Both general election candidates focussed on education and the economy. Hutchison, who also had never held public office, said school districts could save millions of dollars by rewarding construction projects to the lowest responsible bidder instead of caring about "prevailing wages" for the construction workers. Yerushalmi continued the rhetoric from his primary campaign, advocating for more cooperation between higher education and employers. Hutchison out-raised Yerushalmi $500,000 to $250,000, and won the election by a narrow margin.

2012 Nevada State Senate election, District 6
Primary election
| Party |  | Candidate | Votes | % |
|  | Democratic | Benny Yerushalmi | 2,510 | 55.5 |
|  | Democratic | Thomas Welsh | 2,009 | 44.5 |
| Total votes |  |  | 4,519 | 100 |
General election
|  | Republican | Mark Hutchison | 27,499 | 50.8 |
|  | Democratic | Benny Yerushalmi | 26,598 | 49.2 |
| Total votes |  |  | 54,097 | 100 |
|  | Republican gain from Democratic |  |  |  |

===Federal and statewide results===

| Year | Office | Results |
| 2020 | President | Biden 52.3 – 45.8% |
| 2018 | Senate | Rosen 52.6 – 43.6% |
| Governor | Sisolak 51.9 – 43.8% |
| 2016 | President | Clinton 49.6 – 44.8% |
| 2012 | President | Obama 51.8 – 46.6% |
| Senate | Berkley 46.9 – 45.1% |

== History ==
The 6th district was created when the districts were redrawn in 2011 as a result of the 2010 Census. The borders of the redrawn districts went into effect on January 1, 2012 for filing for office, and for nominating and electing senators. They became effective for all other purposes on November 7 – the day after Election Day, when the new senator terms began. The borders of District 6 are defined in the Nevada Revised Statutes using census tracts, block groups, and blocks.

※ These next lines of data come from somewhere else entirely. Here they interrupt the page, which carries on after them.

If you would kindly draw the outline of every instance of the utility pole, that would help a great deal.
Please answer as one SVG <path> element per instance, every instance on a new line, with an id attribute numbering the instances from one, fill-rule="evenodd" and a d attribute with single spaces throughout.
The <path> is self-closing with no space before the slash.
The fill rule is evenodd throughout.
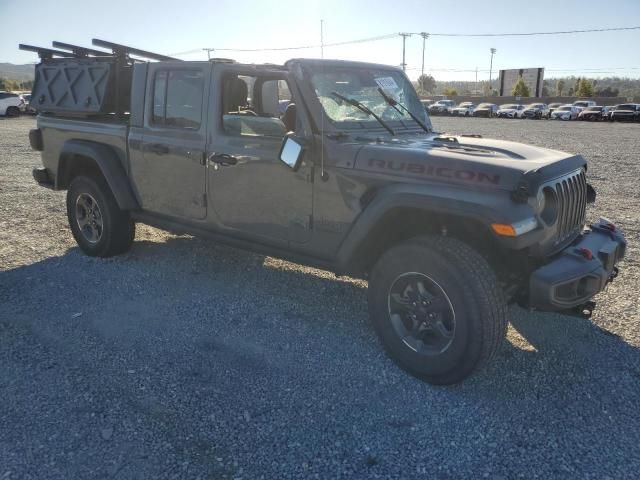
<path id="1" fill-rule="evenodd" d="M 411 34 L 410 33 L 399 33 L 398 35 L 400 35 L 402 37 L 402 70 L 406 70 L 407 69 L 407 62 L 405 61 L 405 44 L 407 41 L 407 37 L 410 37 Z"/>
<path id="2" fill-rule="evenodd" d="M 424 49 L 427 38 L 429 38 L 429 34 L 425 32 L 421 32 L 420 36 L 422 37 L 422 75 L 424 77 Z"/>
<path id="3" fill-rule="evenodd" d="M 320 20 L 320 58 L 324 58 L 324 20 Z"/>
<path id="4" fill-rule="evenodd" d="M 211 60 L 211 52 L 215 50 L 215 48 L 203 48 L 205 52 L 207 52 L 207 60 Z"/>
<path id="5" fill-rule="evenodd" d="M 478 94 L 478 67 L 476 67 L 476 86 L 474 88 L 476 95 Z"/>
<path id="6" fill-rule="evenodd" d="M 491 74 L 493 73 L 493 56 L 496 54 L 496 49 L 492 48 L 491 49 L 491 63 L 489 64 L 489 95 L 491 95 Z"/>

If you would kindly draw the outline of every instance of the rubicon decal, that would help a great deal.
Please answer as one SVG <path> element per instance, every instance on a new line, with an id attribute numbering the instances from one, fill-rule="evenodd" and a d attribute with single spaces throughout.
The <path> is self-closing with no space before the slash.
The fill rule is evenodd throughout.
<path id="1" fill-rule="evenodd" d="M 500 183 L 500 175 L 497 174 L 474 172 L 473 170 L 457 170 L 450 167 L 423 165 L 422 163 L 410 163 L 397 160 L 378 160 L 372 158 L 369 160 L 369 166 L 380 170 L 407 172 L 427 177 L 448 178 L 461 182 L 489 183 L 493 185 L 498 185 Z"/>

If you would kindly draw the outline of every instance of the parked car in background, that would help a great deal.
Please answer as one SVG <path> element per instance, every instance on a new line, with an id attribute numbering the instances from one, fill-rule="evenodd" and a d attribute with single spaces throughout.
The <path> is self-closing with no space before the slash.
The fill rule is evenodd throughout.
<path id="1" fill-rule="evenodd" d="M 549 118 L 549 107 L 546 103 L 530 103 L 523 110 L 522 117 L 534 118 L 536 120 Z"/>
<path id="2" fill-rule="evenodd" d="M 436 103 L 429 107 L 429 114 L 431 115 L 449 115 L 451 109 L 456 106 L 456 102 L 453 100 L 438 100 Z"/>
<path id="3" fill-rule="evenodd" d="M 554 111 L 556 108 L 560 107 L 560 106 L 562 106 L 562 103 L 550 103 L 550 104 L 548 105 L 548 107 L 549 107 L 549 118 L 551 118 L 551 114 L 553 113 L 553 111 Z"/>
<path id="4" fill-rule="evenodd" d="M 0 115 L 17 117 L 23 108 L 24 100 L 17 93 L 0 92 Z"/>
<path id="5" fill-rule="evenodd" d="M 587 107 L 578 113 L 578 120 L 587 120 L 590 122 L 600 121 L 603 119 L 603 112 L 608 112 L 608 110 L 609 107 L 601 107 L 599 105 L 596 105 L 595 107 Z"/>
<path id="6" fill-rule="evenodd" d="M 611 121 L 611 113 L 613 113 L 613 109 L 616 108 L 615 106 L 606 106 L 606 107 L 602 107 L 602 113 L 600 114 L 600 116 L 602 117 L 601 120 L 602 121 Z"/>
<path id="7" fill-rule="evenodd" d="M 425 98 L 424 100 L 420 100 L 420 103 L 424 105 L 424 109 L 428 112 L 429 107 L 435 103 L 435 100 L 431 100 L 430 98 Z"/>
<path id="8" fill-rule="evenodd" d="M 573 106 L 578 108 L 578 112 L 581 112 L 587 107 L 595 107 L 596 102 L 593 100 L 576 100 L 573 102 Z"/>
<path id="9" fill-rule="evenodd" d="M 500 105 L 496 116 L 498 118 L 522 118 L 524 108 L 524 105 L 507 103 L 505 105 Z"/>
<path id="10" fill-rule="evenodd" d="M 610 117 L 612 122 L 640 121 L 640 105 L 637 103 L 623 103 L 616 105 Z"/>
<path id="11" fill-rule="evenodd" d="M 560 105 L 551 114 L 551 120 L 576 120 L 579 109 L 571 104 Z"/>
<path id="12" fill-rule="evenodd" d="M 36 109 L 31 106 L 30 93 L 23 93 L 22 100 L 24 101 L 24 110 L 22 110 L 23 112 L 28 113 L 30 115 L 35 115 L 36 113 L 38 113 Z"/>
<path id="13" fill-rule="evenodd" d="M 473 111 L 476 109 L 476 105 L 473 102 L 462 102 L 455 108 L 451 109 L 451 115 L 457 115 L 461 117 L 469 117 L 473 115 Z"/>
<path id="14" fill-rule="evenodd" d="M 473 111 L 474 117 L 495 117 L 498 113 L 498 106 L 495 103 L 481 103 Z"/>

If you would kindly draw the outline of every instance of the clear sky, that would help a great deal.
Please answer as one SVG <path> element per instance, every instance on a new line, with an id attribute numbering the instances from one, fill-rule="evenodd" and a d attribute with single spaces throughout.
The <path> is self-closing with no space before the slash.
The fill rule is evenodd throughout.
<path id="1" fill-rule="evenodd" d="M 201 48 L 268 48 L 326 43 L 398 32 L 504 33 L 640 25 L 640 0 L 0 0 L 0 62 L 30 63 L 36 55 L 18 43 L 52 40 L 90 46 L 102 38 L 145 50 L 205 59 Z M 640 30 L 540 37 L 427 40 L 425 70 L 442 80 L 489 76 L 489 49 L 501 68 L 545 67 L 559 75 L 640 77 Z M 422 39 L 407 39 L 407 73 L 416 78 Z M 228 52 L 241 62 L 282 63 L 319 57 L 320 49 Z M 326 47 L 325 58 L 402 62 L 402 39 Z M 495 73 L 494 73 L 495 78 Z"/>

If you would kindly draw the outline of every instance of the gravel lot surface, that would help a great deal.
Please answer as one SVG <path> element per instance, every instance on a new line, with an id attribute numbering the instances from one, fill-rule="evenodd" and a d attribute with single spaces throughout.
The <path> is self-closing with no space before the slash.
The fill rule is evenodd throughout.
<path id="1" fill-rule="evenodd" d="M 513 307 L 445 388 L 384 356 L 362 282 L 145 226 L 82 255 L 0 118 L 0 480 L 637 478 L 640 125 L 434 124 L 583 153 L 630 242 L 591 321 Z"/>

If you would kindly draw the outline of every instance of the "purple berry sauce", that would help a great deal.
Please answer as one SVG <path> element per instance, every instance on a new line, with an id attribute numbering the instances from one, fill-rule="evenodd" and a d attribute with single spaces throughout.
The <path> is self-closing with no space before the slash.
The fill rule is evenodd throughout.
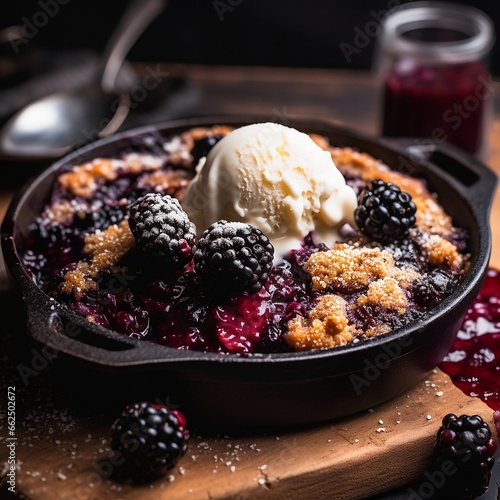
<path id="1" fill-rule="evenodd" d="M 469 396 L 500 410 L 500 272 L 490 269 L 440 368 Z"/>

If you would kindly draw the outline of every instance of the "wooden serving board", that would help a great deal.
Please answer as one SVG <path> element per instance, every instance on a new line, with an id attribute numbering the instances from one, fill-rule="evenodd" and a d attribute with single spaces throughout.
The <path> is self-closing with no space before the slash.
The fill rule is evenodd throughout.
<path id="1" fill-rule="evenodd" d="M 267 435 L 249 429 L 247 437 L 192 436 L 170 474 L 132 486 L 106 479 L 112 419 L 93 409 L 76 416 L 49 401 L 40 412 L 18 415 L 17 490 L 32 500 L 359 499 L 424 472 L 449 412 L 479 414 L 493 426 L 490 408 L 436 370 L 408 393 L 351 418 Z"/>

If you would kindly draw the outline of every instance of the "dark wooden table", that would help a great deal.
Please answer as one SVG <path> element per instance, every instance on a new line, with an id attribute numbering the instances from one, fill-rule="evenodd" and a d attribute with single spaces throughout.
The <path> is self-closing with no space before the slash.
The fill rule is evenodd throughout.
<path id="1" fill-rule="evenodd" d="M 170 99 L 127 126 L 184 116 L 256 114 L 283 124 L 305 118 L 368 134 L 379 130 L 380 90 L 369 73 L 156 64 L 139 68 L 145 75 L 155 72 L 158 79 L 186 81 Z M 137 104 L 139 96 L 138 91 Z M 498 92 L 496 100 L 486 161 L 500 174 Z M 18 187 L 19 183 L 7 185 L 5 179 L 0 184 L 0 217 Z M 498 195 L 495 218 L 500 218 Z M 493 224 L 493 237 L 491 263 L 500 267 L 498 224 Z M 19 498 L 363 498 L 405 485 L 425 470 L 443 414 L 479 413 L 491 422 L 491 410 L 464 396 L 437 370 L 409 393 L 350 419 L 258 436 L 195 435 L 171 475 L 151 485 L 131 487 L 109 481 L 103 469 L 99 471 L 100 461 L 110 455 L 113 416 L 102 413 L 92 401 L 77 404 L 78 395 L 58 391 L 57 359 L 40 355 L 32 346 L 24 333 L 24 320 L 19 297 L 9 287 L 0 260 L 0 408 L 5 413 L 7 387 L 15 385 Z M 28 378 L 26 368 L 33 370 Z M 3 421 L 1 425 L 3 463 L 7 428 Z M 7 486 L 4 480 L 0 498 L 7 495 Z M 496 498 L 493 489 L 490 494 Z M 407 488 L 403 492 L 409 495 Z M 387 493 L 385 498 L 389 497 Z"/>

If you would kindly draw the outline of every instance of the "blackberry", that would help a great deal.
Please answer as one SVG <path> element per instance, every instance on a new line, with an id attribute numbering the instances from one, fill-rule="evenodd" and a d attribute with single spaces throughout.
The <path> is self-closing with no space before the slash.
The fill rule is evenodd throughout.
<path id="1" fill-rule="evenodd" d="M 28 231 L 32 244 L 44 247 L 52 244 L 60 245 L 61 241 L 81 238 L 78 228 L 73 229 L 43 216 L 37 217 L 31 222 L 28 226 Z"/>
<path id="2" fill-rule="evenodd" d="M 220 220 L 199 239 L 194 265 L 210 289 L 255 293 L 267 280 L 273 256 L 274 248 L 260 229 Z"/>
<path id="3" fill-rule="evenodd" d="M 164 142 L 165 138 L 161 137 L 157 132 L 144 135 L 130 135 L 127 137 L 127 144 L 122 154 L 125 156 L 128 153 L 135 153 L 165 158 L 165 151 L 163 149 Z"/>
<path id="4" fill-rule="evenodd" d="M 416 211 L 408 193 L 377 179 L 359 194 L 354 217 L 365 236 L 379 243 L 390 243 L 408 236 L 408 230 L 415 224 Z"/>
<path id="5" fill-rule="evenodd" d="M 418 306 L 431 309 L 453 291 L 456 280 L 456 277 L 442 269 L 432 269 L 412 284 L 413 299 Z"/>
<path id="6" fill-rule="evenodd" d="M 111 426 L 118 475 L 144 482 L 172 469 L 186 453 L 189 432 L 179 410 L 149 402 L 126 406 Z"/>
<path id="7" fill-rule="evenodd" d="M 198 162 L 203 156 L 207 156 L 210 150 L 223 138 L 222 134 L 207 135 L 195 141 L 191 155 L 193 156 L 193 165 L 198 165 Z"/>
<path id="8" fill-rule="evenodd" d="M 487 489 L 497 443 L 479 415 L 443 418 L 436 436 L 436 470 L 444 474 L 443 498 L 471 499 Z M 452 473 L 452 471 L 454 471 Z"/>
<path id="9" fill-rule="evenodd" d="M 106 205 L 96 209 L 77 210 L 73 215 L 73 226 L 85 232 L 104 230 L 113 224 L 119 224 L 125 217 L 127 206 Z"/>
<path id="10" fill-rule="evenodd" d="M 180 203 L 169 195 L 148 193 L 130 205 L 130 229 L 137 246 L 172 268 L 192 258 L 196 228 Z"/>

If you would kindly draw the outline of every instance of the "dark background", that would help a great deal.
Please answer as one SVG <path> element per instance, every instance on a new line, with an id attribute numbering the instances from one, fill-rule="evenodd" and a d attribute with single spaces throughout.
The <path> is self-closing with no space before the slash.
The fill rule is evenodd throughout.
<path id="1" fill-rule="evenodd" d="M 58 2 L 63 2 L 61 5 Z M 341 44 L 353 44 L 388 8 L 408 0 L 170 0 L 132 49 L 129 58 L 208 64 L 368 69 L 374 38 L 348 61 Z M 500 26 L 498 0 L 457 1 L 473 5 Z M 127 2 L 124 0 L 2 0 L 0 28 L 26 25 L 38 11 L 58 9 L 28 44 L 28 50 L 101 50 Z M 4 48 L 5 52 L 5 48 Z M 492 55 L 500 74 L 500 43 Z"/>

When it was established in the 1980s, Clark County Senate District 6 took up most of northwest Clark County, including Indian Springs, Mount Charleston, Blue Diamond, and the western suburbs of Las Vegas. In the 1990s, it contracted in size to accommodate the growing community of Summerlin and expanding suburbs in the western part of the Las Vegas Valley. It has been redrawn in the same general area since.

Former holders of the seat include Ray Rawson, Bob Beers and Allison Copening.